The work described in this thesis has been mainly focused on the study of a key molecule involved in blood vessel formation, the tyrosine kinase receptor VEGFR2. Considering that VEGFR2 biology should be tighly regulated to allow proper blood vessel formation and maintenance, we investigated two different mechanims influencing VEGFR2 activity: post translational modification and receptor complex formation.
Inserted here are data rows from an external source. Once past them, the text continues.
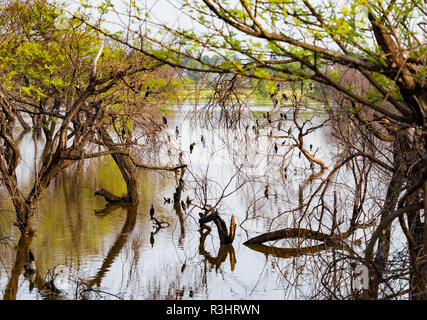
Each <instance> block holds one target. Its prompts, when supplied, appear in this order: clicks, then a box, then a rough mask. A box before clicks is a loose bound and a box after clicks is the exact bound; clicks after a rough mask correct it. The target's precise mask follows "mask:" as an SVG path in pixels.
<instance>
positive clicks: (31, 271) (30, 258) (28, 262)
mask: <svg viewBox="0 0 427 320" xmlns="http://www.w3.org/2000/svg"><path fill="white" fill-rule="evenodd" d="M28 258H29V259H30V261H28V262H26V263H25V264H24V270H25V272H28V273H35V272H36V264H35V263H34V255H33V253H32V252H31V249H30V252H28Z"/></svg>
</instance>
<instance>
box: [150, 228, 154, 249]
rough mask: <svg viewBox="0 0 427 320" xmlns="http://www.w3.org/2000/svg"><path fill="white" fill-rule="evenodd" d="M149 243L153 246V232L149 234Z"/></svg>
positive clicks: (153, 244) (153, 240)
mask: <svg viewBox="0 0 427 320" xmlns="http://www.w3.org/2000/svg"><path fill="white" fill-rule="evenodd" d="M150 244H151V248H152V247H153V246H154V232H151V234H150Z"/></svg>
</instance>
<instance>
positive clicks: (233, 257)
mask: <svg viewBox="0 0 427 320" xmlns="http://www.w3.org/2000/svg"><path fill="white" fill-rule="evenodd" d="M203 229H206V230H207V231H206V232H203ZM203 229H200V230H199V232H200V244H199V254H200V255H202V256H203V257H204V258H205V259H206V261H208V262H209V263H210V264H211V265H213V266H215V270H218V269H219V268H220V267H221V264H222V263H223V262H224V261H225V260H226V259H227V257H228V256H229V257H230V266H231V271H234V269H235V267H236V253H235V252H234V248H233V245H232V244H222V245H221V246H220V247H219V249H218V254H217V256H216V257H213V256H211V254H210V253H209V252H208V251H206V250H205V240H206V236H207V235H208V234H210V232H211V228H210V227H209V226H206V225H205V226H203Z"/></svg>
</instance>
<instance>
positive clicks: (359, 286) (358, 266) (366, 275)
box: [354, 264, 369, 289]
mask: <svg viewBox="0 0 427 320" xmlns="http://www.w3.org/2000/svg"><path fill="white" fill-rule="evenodd" d="M354 273H355V279H356V281H357V283H356V285H357V287H358V288H359V289H360V288H363V289H369V270H368V267H367V266H365V265H363V264H359V265H357V266H356V269H355V270H354Z"/></svg>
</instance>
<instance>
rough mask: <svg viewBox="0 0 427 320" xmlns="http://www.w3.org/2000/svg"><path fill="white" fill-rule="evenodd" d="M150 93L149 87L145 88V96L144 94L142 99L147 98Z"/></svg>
mask: <svg viewBox="0 0 427 320" xmlns="http://www.w3.org/2000/svg"><path fill="white" fill-rule="evenodd" d="M150 93H151V92H150V87H148V86H147V90H145V94H144V99H145V98H147V97H148V95H149V94H150Z"/></svg>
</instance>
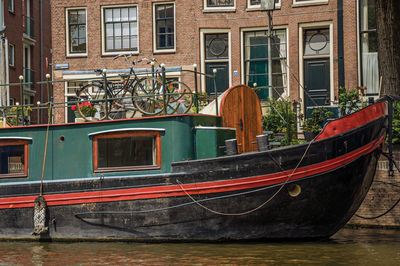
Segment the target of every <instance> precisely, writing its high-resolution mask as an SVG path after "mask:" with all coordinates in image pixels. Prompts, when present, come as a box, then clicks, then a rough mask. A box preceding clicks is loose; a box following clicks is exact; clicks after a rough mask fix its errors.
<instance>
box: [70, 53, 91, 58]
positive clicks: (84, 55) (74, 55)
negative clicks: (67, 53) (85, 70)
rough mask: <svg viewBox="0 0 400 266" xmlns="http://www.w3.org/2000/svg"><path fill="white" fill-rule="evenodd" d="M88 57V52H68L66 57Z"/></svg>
mask: <svg viewBox="0 0 400 266" xmlns="http://www.w3.org/2000/svg"><path fill="white" fill-rule="evenodd" d="M82 57H87V54H67V56H66V58H82Z"/></svg>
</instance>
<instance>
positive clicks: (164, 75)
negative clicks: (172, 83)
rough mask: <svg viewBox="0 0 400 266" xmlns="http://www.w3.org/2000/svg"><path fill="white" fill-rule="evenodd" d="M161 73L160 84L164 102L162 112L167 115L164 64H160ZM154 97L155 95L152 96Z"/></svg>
mask: <svg viewBox="0 0 400 266" xmlns="http://www.w3.org/2000/svg"><path fill="white" fill-rule="evenodd" d="M161 73H162V86H163V103H164V114H165V115H167V114H168V110H167V101H166V99H165V98H166V97H167V91H166V90H167V87H166V84H167V82H166V78H165V65H164V64H161ZM156 93H157V92H154V94H156ZM154 97H157V95H156V96H154Z"/></svg>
Since VEGFR2 biology is governed through protein modication, mainly phosphorylation, we decided to investigate the possible role of acetylation in VEGFR2 activity. Combining biochemical and proteomic studies, we showed that VEGFR2 is modified by acetylation. Starting from this observation, we further investigated the impact of VEGFR2 acetylation on protein stability and phosphorylation in response to ligand. These findings are of particular interest, since, to our knowledge, this is the first report that a tyrosine kinase receptor might be regulated by acetylation. Additionally, we decided to elucidate the interaction of VEGFR2 with its coreceptor Neuropilin1, with particular attention to the Neuropilin1 molecule, by taking advantage of the FRET imaging technique. Collectively, our work characterizes VEGFR2-Neuropilin1 and Neuropilin1-Neuropilin1 complex formation in response to VEGFs and SEMA3A. Altough we do not provide direct evidence for Neuropilin1 direct signalling, our data suggest that Neuropilin1 oligomer formation might be a key step in Neuropilin1 biology.